Dynamic Loading Issues With MKL From SWIG Module in Python

Dynamic Loading Issues With MKL From SWIG Module in Python

I have a real head-scratcher of a problem here, and was hoping that someone can help me resolve it. The issue is to do with a fatal error generated when dynamically loading MKL from a Linux shared library, which is in turn referenced by a Python module created with the SWIG interface-generation tool.

I'm encountering this issue on an Ubuntu Linux system, using gcc 4.6.3 to compile against the version of MKL included in Parallel Studio 2016 Update 2. I'm also using Python 2.7.3 and SWIG 2.0.4.  (I can consistently reproduce the problem using the Intel C compiler, Python 2.7.11, and/or Parallel Studio 2015 as well.) I am running in an environment with all necessary environment variables set, as produced by mklvars.sh (MKLROOT is there, LD_LIBRARY_PATH includes the MKL libraries, etc.).

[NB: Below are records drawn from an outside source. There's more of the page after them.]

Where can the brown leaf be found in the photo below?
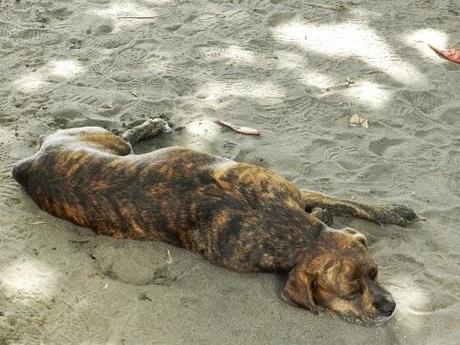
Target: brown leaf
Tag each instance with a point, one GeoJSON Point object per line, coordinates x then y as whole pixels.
{"type": "Point", "coordinates": [452, 54]}
{"type": "Point", "coordinates": [239, 129]}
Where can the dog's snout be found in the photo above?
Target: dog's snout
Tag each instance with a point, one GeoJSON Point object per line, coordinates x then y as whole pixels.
{"type": "Point", "coordinates": [385, 305]}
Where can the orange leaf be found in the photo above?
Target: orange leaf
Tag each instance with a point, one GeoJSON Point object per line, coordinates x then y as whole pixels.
{"type": "Point", "coordinates": [239, 129]}
{"type": "Point", "coordinates": [452, 54]}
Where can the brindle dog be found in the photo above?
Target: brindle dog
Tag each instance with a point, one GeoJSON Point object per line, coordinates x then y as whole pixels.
{"type": "Point", "coordinates": [239, 216]}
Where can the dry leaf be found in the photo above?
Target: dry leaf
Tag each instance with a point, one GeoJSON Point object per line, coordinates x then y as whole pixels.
{"type": "Point", "coordinates": [239, 129]}
{"type": "Point", "coordinates": [357, 120]}
{"type": "Point", "coordinates": [452, 54]}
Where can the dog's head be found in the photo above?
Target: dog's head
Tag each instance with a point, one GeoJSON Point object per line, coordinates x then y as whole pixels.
{"type": "Point", "coordinates": [340, 274]}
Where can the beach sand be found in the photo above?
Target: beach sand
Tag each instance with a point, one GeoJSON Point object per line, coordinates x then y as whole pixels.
{"type": "Point", "coordinates": [295, 70]}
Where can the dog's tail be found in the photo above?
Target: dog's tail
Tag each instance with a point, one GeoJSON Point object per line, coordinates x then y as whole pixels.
{"type": "Point", "coordinates": [148, 129]}
{"type": "Point", "coordinates": [22, 170]}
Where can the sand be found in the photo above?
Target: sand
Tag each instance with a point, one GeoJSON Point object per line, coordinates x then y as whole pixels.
{"type": "Point", "coordinates": [295, 70]}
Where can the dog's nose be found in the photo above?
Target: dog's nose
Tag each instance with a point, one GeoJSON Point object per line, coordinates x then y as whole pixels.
{"type": "Point", "coordinates": [385, 305]}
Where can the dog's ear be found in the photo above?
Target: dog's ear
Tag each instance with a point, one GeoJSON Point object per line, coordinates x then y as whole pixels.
{"type": "Point", "coordinates": [298, 290]}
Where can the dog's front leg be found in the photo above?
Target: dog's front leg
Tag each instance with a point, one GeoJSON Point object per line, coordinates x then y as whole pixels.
{"type": "Point", "coordinates": [380, 214]}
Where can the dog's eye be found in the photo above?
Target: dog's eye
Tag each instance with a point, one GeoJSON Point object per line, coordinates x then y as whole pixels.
{"type": "Point", "coordinates": [373, 272]}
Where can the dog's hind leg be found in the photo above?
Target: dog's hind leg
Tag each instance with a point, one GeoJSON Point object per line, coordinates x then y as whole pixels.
{"type": "Point", "coordinates": [380, 214]}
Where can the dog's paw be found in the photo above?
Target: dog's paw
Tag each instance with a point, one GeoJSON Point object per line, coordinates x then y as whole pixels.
{"type": "Point", "coordinates": [395, 214]}
{"type": "Point", "coordinates": [323, 214]}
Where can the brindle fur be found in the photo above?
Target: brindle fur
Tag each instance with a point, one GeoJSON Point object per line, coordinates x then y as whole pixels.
{"type": "Point", "coordinates": [239, 216]}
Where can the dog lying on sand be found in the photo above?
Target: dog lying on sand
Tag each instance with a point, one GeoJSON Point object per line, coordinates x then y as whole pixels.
{"type": "Point", "coordinates": [239, 216]}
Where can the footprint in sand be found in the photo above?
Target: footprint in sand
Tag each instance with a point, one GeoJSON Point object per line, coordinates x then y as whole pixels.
{"type": "Point", "coordinates": [379, 146]}
{"type": "Point", "coordinates": [9, 188]}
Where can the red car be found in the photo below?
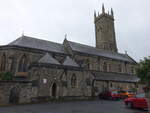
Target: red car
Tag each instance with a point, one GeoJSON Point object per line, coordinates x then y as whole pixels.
{"type": "Point", "coordinates": [112, 95]}
{"type": "Point", "coordinates": [139, 101]}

I've created a stripped-down example to demonstrate my issue, but it's still a little complicated, so I will explain as I go. First, we define a C library called foo in the header/source pair foo.h/foo.c. This library exposes a single function, bar(), which makes a trivial BLAS call. (First code block is foo.h, second is foo.c.)

#ifndef _FOO_H
#define _FOO_H

void bar();

#endif//_FOO_H
#include "mkl.h"

void bar() {
    double arr[1] = { 1.0 };
    cblas_daxpy(1, 1, arr, 1, arr, 1);
}

To check that this function runs without errors, we use it in a simple executable, defined in main.c:

#include "foo.h"

int main() {
    bar();
    return 0;
}

Then we create a simple SWIG interface file foo.i, allowing generation of a Python interface for the foo library:

%module foo

%{
#define SWIG_FILE_WITH_INIT
#include "foo.h"
%}

%include "foo.h"

The main executable and the Python/SWIG module can be built using gcc, with the following sequence of commands. Note that the MKL linking options are precisely as recommended by the MKL link line advisor tool. With the exception of a warning about a set-but-unused variable in the SWIG wrapper, compilation proceeds cleanly.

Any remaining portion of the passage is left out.